We kicked off festivities at our local, The Hop Garden, which as well as being a purveyor of fine food sells lots of delicious local craft beer. Their entry into the burger competition was the 'Casablanca Kid', a Moroccan goat burger. Here's what it says on the tin: "Moroccan-spiced wild Wairarapa goat patty with roasted aubergine, couscous, lettuce, tomato and harissa sauce in a toasted Brezelmania bun, with handcut chips and weissbier aioli". I think the only other time I had goat previously was a month or so back in this very pub, obviously they're big fans of those wise-looking creatures. The patty itself was on the dry side (to be expected as goat is leaner than beef or lamb), but very tasty and spiced up with some Moroccan seasoning.  The aubergine was notable only by it's absence, which is a shame as it would have worked as a great lubricant for the meat. Harissa (a chilli sauce with spices and citrus) might just be my favourite relish ever, and I can't believe I had never thought to put it in a burger before. The bread was fresh and toasted to perfection, but I couldn't really see the benefit of adding cous-cous into the mix. It was in a square almost like a block of tofu, and along with the bun and chips (a combination which honestly I'm not that fond off; call me a wuss but I'd be happier with burger and salad!) made it a seriously heavy meal. To accompany the burger I had a Garage Project Trip Hop, a 'triple hopped' pale ale. This went down a treat, the fruity notes riffing off the fruit and spice dominated flavours of the burger perfectly. Despite some niggles we still very much enjoyed the burger, and duly texted off our 7/10 rating. Still a decent score I reckon, at university this would get you a first-class degree!

After a long, awesome yet tiring Beervana weekend (basically I was either at work or beer-in-hand for three days straight - although the beauty of volunteering at the festival was doing both at the same time!) we decided to check out the Tasting Room on Courtenay Place.
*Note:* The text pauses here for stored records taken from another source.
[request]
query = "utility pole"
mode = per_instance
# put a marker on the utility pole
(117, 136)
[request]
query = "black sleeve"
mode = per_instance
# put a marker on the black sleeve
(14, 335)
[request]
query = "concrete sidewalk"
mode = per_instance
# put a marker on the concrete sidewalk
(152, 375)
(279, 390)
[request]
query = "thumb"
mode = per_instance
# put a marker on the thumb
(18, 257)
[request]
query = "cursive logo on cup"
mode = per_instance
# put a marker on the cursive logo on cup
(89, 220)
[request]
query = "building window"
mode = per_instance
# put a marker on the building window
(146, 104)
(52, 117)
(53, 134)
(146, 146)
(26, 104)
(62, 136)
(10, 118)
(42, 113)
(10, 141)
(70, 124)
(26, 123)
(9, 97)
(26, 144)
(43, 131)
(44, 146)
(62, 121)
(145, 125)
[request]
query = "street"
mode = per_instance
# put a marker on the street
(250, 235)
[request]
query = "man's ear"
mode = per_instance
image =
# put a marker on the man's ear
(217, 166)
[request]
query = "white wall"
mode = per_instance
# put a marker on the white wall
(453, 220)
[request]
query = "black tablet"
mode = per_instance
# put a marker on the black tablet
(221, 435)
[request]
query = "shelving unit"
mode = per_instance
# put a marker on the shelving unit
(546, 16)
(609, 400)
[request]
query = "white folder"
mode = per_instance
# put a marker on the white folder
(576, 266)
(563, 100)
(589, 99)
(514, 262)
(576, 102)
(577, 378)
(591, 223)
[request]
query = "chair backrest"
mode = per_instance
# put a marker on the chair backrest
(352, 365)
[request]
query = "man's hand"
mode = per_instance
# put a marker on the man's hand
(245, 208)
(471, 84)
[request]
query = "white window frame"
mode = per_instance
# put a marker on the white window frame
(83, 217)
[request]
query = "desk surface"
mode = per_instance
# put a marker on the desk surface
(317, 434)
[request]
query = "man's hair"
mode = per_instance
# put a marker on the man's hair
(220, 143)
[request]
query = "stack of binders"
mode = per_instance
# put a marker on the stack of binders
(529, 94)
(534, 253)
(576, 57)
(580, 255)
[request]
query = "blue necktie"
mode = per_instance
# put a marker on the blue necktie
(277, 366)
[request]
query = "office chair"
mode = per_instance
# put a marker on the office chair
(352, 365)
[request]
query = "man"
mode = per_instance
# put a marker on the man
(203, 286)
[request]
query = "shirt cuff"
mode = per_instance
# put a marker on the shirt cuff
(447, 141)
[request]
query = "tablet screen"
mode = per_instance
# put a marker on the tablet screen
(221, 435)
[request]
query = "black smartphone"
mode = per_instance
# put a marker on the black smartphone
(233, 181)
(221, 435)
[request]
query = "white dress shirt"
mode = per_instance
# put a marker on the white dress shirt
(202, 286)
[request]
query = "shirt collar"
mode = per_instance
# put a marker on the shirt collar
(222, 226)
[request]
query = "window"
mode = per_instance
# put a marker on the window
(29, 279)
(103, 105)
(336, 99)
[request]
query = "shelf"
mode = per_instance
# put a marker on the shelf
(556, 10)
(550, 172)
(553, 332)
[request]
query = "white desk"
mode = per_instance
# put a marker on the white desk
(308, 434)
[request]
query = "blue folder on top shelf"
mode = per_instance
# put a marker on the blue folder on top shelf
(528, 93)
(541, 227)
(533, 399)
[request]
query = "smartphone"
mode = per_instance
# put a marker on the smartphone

Apparently having a Beef Wellington there is listed in the Lonely Planet as a top 10 culinary experiencing in Wellington, so we put our tourists hat on and checked it out. The place is wood panelled to the point of having the air of a Swedish sauna, but more likely they are going for a hunting lodge feel. Dimly lit and cosy, but with a big screen for sport and selling the usual suspects on tap in jug form, it seemed like the perfect place for a proper Kiwi bloke to take the missus of an evening. I spied the beer bottle list and promptly ordered an Invercargill Pitch Black while we waited for a table. I ordered the Beef Wellington (rude not to, and it was part of the WOAP special menu) and Charlotte plumped for the Wagyu beef burger. Mine came with a starter, a fresh and zingy tomato soup. We were Beef Wellington-virgins, and I admit I was pretty excited by the prospect. It came and was really something else, an amazingly indulgent meal. The Kiwis take their pies seriously, and this is basically the world's most decadent pie; a lump of Angus beef fillet wrapped in bacon, topped with duxelles (minced mushrooms, onions and garlic in paste form) and wrapped in delicate puff-pastry. I'm drooling just writing this! The rich, dark beer worked well with the steak, but was dry and cold enough to cut through what is a decadently rich meal.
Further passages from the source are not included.